Les chevaliers se rassemblèrent dans les arènes une heure avant l'aube, en silence. Dohko et Camus arrivèrent en dernier. Ils commencèrent à partir. Le Sanctuaire n'était pas encore levé, et les gardes sensés monter la garde s'étaient réfugiés dans les pièces communes. Dohko fronça les sourcils en voyant ça.
Ils se téléportèrent aux portes du Sanctuaire. Camus se retourna une dernière fois et Milo, curieux, put voir Li, Tép, Wan et Kiki, devant le temple du Bélier, les regardant partir.
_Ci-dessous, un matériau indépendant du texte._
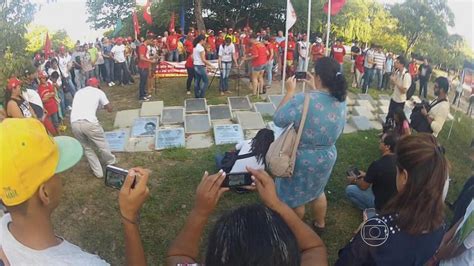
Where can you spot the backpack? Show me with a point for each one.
(281, 155)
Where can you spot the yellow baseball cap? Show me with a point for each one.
(31, 157)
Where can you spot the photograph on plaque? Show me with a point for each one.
(169, 138)
(144, 127)
(227, 134)
(116, 140)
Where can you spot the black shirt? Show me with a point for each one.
(382, 174)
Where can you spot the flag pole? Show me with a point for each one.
(329, 27)
(283, 77)
(306, 62)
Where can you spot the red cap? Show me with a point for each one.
(13, 83)
(93, 82)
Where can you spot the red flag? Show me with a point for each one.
(147, 13)
(136, 26)
(172, 26)
(47, 46)
(336, 6)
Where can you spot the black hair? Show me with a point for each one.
(390, 140)
(328, 70)
(198, 39)
(402, 60)
(261, 142)
(443, 83)
(252, 235)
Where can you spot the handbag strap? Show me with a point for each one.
(301, 127)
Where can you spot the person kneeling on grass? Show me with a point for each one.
(31, 191)
(250, 235)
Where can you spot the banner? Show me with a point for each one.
(177, 69)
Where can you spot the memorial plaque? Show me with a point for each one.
(250, 120)
(239, 103)
(151, 108)
(144, 127)
(167, 138)
(360, 122)
(227, 134)
(197, 123)
(275, 99)
(172, 115)
(125, 118)
(195, 105)
(117, 139)
(265, 108)
(363, 111)
(220, 112)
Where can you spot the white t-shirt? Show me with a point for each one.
(239, 166)
(85, 104)
(467, 257)
(197, 55)
(62, 254)
(119, 53)
(404, 78)
(226, 52)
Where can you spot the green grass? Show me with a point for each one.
(88, 214)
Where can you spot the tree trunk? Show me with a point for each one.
(198, 14)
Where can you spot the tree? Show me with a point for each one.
(421, 18)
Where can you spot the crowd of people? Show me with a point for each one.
(404, 191)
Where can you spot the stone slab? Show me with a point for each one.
(366, 103)
(125, 118)
(152, 108)
(144, 127)
(275, 99)
(198, 141)
(228, 134)
(140, 144)
(239, 103)
(363, 111)
(195, 105)
(360, 123)
(168, 138)
(172, 115)
(197, 123)
(220, 112)
(265, 108)
(250, 120)
(117, 139)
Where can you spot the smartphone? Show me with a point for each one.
(300, 75)
(237, 180)
(115, 177)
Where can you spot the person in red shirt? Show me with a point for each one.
(172, 45)
(144, 64)
(211, 46)
(48, 97)
(338, 52)
(259, 56)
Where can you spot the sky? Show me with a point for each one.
(71, 15)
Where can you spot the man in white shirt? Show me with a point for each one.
(121, 71)
(85, 125)
(401, 81)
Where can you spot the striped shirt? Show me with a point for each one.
(379, 59)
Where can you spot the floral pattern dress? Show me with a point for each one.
(317, 152)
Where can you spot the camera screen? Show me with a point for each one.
(236, 180)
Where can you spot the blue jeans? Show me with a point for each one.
(225, 72)
(200, 76)
(173, 56)
(143, 72)
(379, 75)
(368, 75)
(363, 199)
(269, 70)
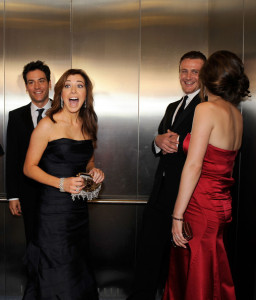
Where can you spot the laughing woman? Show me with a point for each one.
(61, 146)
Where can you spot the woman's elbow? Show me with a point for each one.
(26, 169)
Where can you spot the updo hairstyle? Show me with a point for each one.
(223, 75)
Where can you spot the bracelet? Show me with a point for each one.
(61, 187)
(177, 219)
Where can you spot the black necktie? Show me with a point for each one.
(40, 112)
(181, 109)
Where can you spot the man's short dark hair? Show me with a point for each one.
(36, 65)
(193, 55)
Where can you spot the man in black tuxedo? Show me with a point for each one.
(22, 192)
(154, 242)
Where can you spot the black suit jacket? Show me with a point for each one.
(171, 165)
(19, 130)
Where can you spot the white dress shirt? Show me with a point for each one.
(189, 99)
(34, 112)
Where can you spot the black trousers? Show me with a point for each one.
(152, 261)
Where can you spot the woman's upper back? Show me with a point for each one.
(227, 125)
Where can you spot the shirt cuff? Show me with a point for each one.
(157, 149)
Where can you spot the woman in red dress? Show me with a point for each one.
(199, 269)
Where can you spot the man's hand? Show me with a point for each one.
(168, 142)
(15, 208)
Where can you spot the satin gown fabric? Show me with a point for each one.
(58, 257)
(202, 272)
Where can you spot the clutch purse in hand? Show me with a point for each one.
(187, 231)
(91, 189)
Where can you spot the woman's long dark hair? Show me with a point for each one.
(86, 113)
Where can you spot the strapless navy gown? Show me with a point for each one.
(58, 257)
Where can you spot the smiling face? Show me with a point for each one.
(37, 87)
(74, 93)
(189, 74)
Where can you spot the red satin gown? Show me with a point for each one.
(202, 272)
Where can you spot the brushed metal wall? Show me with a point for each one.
(232, 26)
(130, 49)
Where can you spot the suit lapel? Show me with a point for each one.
(27, 118)
(187, 112)
(169, 117)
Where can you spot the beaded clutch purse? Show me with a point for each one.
(91, 189)
(187, 231)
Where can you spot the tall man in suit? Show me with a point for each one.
(155, 238)
(22, 192)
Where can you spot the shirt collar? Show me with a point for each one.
(46, 107)
(192, 95)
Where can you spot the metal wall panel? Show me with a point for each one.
(226, 26)
(247, 208)
(2, 45)
(168, 30)
(106, 45)
(232, 26)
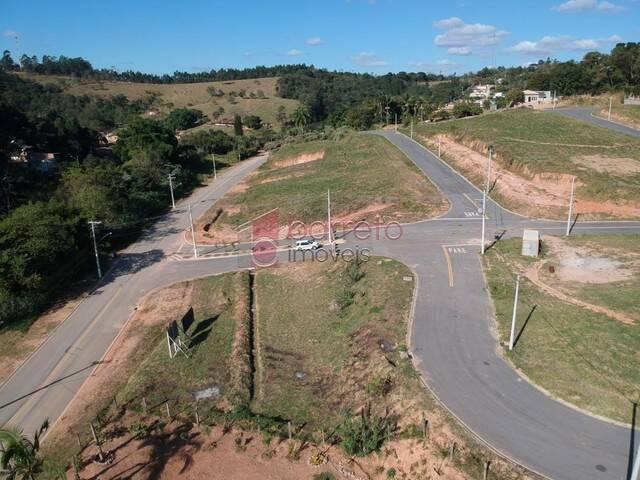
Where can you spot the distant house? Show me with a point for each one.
(481, 92)
(537, 97)
(43, 161)
(631, 100)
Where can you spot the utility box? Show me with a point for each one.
(530, 243)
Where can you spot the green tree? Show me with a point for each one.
(183, 118)
(20, 456)
(281, 116)
(237, 126)
(254, 122)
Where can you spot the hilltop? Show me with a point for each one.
(235, 97)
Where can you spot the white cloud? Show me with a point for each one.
(368, 59)
(574, 6)
(462, 51)
(610, 7)
(550, 45)
(10, 33)
(462, 38)
(444, 65)
(448, 23)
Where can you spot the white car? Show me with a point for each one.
(307, 245)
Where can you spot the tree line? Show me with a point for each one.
(45, 241)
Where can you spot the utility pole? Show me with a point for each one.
(329, 218)
(173, 200)
(573, 184)
(513, 317)
(610, 105)
(193, 234)
(489, 168)
(636, 466)
(484, 207)
(95, 245)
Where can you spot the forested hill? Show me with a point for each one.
(45, 242)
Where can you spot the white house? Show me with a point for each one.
(536, 97)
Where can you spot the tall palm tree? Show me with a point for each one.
(301, 117)
(19, 455)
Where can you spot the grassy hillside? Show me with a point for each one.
(584, 352)
(538, 145)
(367, 176)
(189, 95)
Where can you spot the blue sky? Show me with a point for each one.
(353, 35)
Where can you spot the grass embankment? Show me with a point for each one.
(329, 338)
(366, 174)
(219, 356)
(625, 114)
(190, 95)
(582, 356)
(320, 352)
(529, 143)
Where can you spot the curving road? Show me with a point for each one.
(451, 337)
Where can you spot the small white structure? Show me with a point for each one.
(482, 91)
(631, 100)
(530, 243)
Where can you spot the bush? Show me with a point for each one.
(365, 434)
(324, 476)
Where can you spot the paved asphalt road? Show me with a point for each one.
(586, 114)
(451, 337)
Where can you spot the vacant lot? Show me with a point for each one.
(340, 347)
(191, 95)
(580, 341)
(320, 353)
(537, 153)
(368, 178)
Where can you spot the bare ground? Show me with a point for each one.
(534, 194)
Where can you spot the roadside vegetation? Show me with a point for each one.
(545, 151)
(368, 177)
(577, 327)
(311, 380)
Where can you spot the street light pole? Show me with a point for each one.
(610, 105)
(489, 168)
(95, 246)
(173, 200)
(573, 184)
(513, 317)
(193, 234)
(329, 218)
(484, 207)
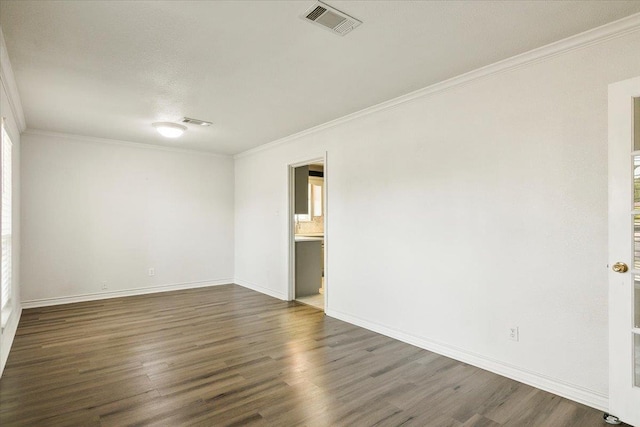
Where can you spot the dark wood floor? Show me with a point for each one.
(229, 356)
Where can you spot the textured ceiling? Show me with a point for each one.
(109, 69)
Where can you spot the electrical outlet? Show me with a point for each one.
(514, 333)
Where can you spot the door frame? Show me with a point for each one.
(291, 296)
(622, 392)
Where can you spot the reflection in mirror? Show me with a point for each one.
(636, 348)
(636, 124)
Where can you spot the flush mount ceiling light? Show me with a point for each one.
(168, 129)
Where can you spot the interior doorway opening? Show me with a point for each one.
(308, 232)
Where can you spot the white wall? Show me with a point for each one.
(456, 215)
(11, 110)
(98, 212)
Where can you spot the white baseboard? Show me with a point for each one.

Ils arrivèrent sur une île assez grande, parsemée de petits temples. Des gardes se tenaient à une dizaine de mètres, et ils les convièrent à les suivre vers ce qui semblait être le temple le plus grand de l'île. Ce temple était fait de marbre extrêmement blanc et même les années qui l'avaient assaillis (de petites lézardes serpentaient les murs, de la poussière flottait allègrement dans l'air matinal, les quelques chaises présentes tombaient par terre), n'avait pu en emporter la majesté. Il se dressait, imposant, inébranlable, semblant les défier. Les chevaliers sentaient le cosmos d'Athéna à l'intérieur, ainsi que deux autres, l'un fortement haineux et mauvais, l'autre neutre, presque indifférent. Précédés par les gardes, ils entrèrent.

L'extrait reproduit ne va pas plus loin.